An urn containing cremated remains is seen in the Holy Sepulchre Cemetery mausoleum in Coram, N.Y. (Gregory Shemitz/Catholic News Service)
An urn containing cremated remains is seen in the Holy Sepulchre Cemetery mausoleum in Coram, N.Y. (Gregory Shemitz/Catholic News Service)
The Catholic Church is not opposed to the cremation of earthly remains in principle. But nor is it considered the ideal.

As cremation increases in popularity all over the world, the church has released guidelines to be followed regarding burial and conservation of ashes in the case of cremation.

The ashes that result from cremation must be treated with the appropriate dignity and respect that is accorded to the human body. The church teaches the resurrection of the dead, and recognizes that the body is an essential part of one’s identity; it is much more than a mere vessel, an earthly costume or conveyance for our souls. The human person consists of body and soul, and these are integrally linked.

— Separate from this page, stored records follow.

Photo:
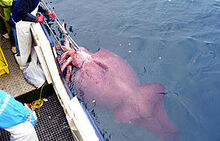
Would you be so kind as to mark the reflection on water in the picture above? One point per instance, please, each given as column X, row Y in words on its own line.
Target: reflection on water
column 172, row 42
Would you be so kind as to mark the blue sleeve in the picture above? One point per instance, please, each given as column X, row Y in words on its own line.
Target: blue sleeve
column 12, row 112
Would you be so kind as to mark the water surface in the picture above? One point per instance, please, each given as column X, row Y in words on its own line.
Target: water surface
column 172, row 42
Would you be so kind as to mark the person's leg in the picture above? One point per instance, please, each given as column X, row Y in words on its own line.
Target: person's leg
column 16, row 41
column 2, row 26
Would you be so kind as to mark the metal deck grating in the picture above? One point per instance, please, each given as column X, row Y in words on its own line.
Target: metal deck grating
column 14, row 82
column 52, row 124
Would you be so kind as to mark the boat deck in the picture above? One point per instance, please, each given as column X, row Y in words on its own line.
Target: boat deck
column 51, row 125
column 14, row 82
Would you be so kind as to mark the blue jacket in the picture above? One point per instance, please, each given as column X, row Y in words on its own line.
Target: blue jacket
column 22, row 11
column 12, row 112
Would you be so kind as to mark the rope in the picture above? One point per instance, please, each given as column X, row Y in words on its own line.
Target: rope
column 38, row 103
column 72, row 42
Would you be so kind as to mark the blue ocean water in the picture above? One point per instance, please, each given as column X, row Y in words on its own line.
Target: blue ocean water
column 172, row 42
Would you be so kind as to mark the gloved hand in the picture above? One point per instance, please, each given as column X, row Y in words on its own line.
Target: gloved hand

In one sense, then, nothing that we can do can change that reality. But even if the reality can’t be changed by our actions, we still ought to show our respect for that truth.

Burying the dead is one of the corporal works of mercy, along with such acts as feeding the hungry, clothing the naked, and sheltering the homeless.

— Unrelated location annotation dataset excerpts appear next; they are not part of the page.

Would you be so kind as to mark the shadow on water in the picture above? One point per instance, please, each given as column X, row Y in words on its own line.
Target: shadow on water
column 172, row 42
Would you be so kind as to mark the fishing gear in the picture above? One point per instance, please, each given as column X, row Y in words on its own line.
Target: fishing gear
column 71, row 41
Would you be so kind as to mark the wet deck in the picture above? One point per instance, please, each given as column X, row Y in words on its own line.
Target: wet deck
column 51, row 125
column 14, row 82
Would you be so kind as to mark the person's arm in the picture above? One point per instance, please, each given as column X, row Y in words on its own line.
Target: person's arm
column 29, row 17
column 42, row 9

When we bury our dead, we express a hope and belief that God will ultimately reunite body and soul, so that the person is whole for eternity.

On July 5, 1963, what was then known as the Holy Office issued a document regarding the burying of the dead. This document, called “Piam et Constantem,” stated that cremation is not “opposed per se to the Christian religion,” and that Christian funeral rites should no longer be denied to those who have been cremated, as long as this decision was not the result of “a denial of Christian dogmas, the animosity of a secret society, or hatred of the Catholic religion and the Church.”

This is the crux of the matter, and the guiding principle for Christian burial. This principle was expanded upon in the Congregation for the Doctrine of the Faith’s document “Ad resurgendum cum Christo,” regarding the burial of the deceased and the conservation of the ashes in the case of cremation, which was released in October 2016.

The document says, in part: “By burying the bodies of the faithful, the Church confirms her faith in the resurrection of the body, and intends to show the great dignity of the human body as an integral part of the human person whose body forms part of their identity. She cannot, therefore, condone attitudes or permit rites that involve erroneous ideas about death, such as considering death as the definitive annihilation of the person, or the moment of fusion with Mother Nature or the universe, or as a stage in the cycle of regeneration, or as the definitive liberation from the ‘prison’ of the body.”

Cardinal Gerhard Müller, the former Prefect of the Congregation of the Doctrine of the Faith, said that the church means to separate itself “from attitudes and rites that see in death the definitive obliteration of the person, a stage in the process of reincarnation or the fusion of one’s soul with the universe.”

One reason the church discourages keeping the ashes in the home is that the burial in cemeteries “or other sacred places encourages family members and the whole Christian community to pray for and remember the dead, while at the same time fostering the veneration of martyrs and saints.”

As Catholics, our belief in the Communion of Saints guides us into a profound respect for our dead, and we venerate their example whenever possible.

Even in those exceptional cases when the conservation of ashes in a domestic residence is permitted, “the ashes may not be divided among various family members.”

Similarly, the scattering of ashes is not permitted, “nor may they be preserved in mementos, pieces of jewelry or other objects.” This is, according to Ad resurgendum, to avoid every appearance of pantheism, naturalism, or nihilism.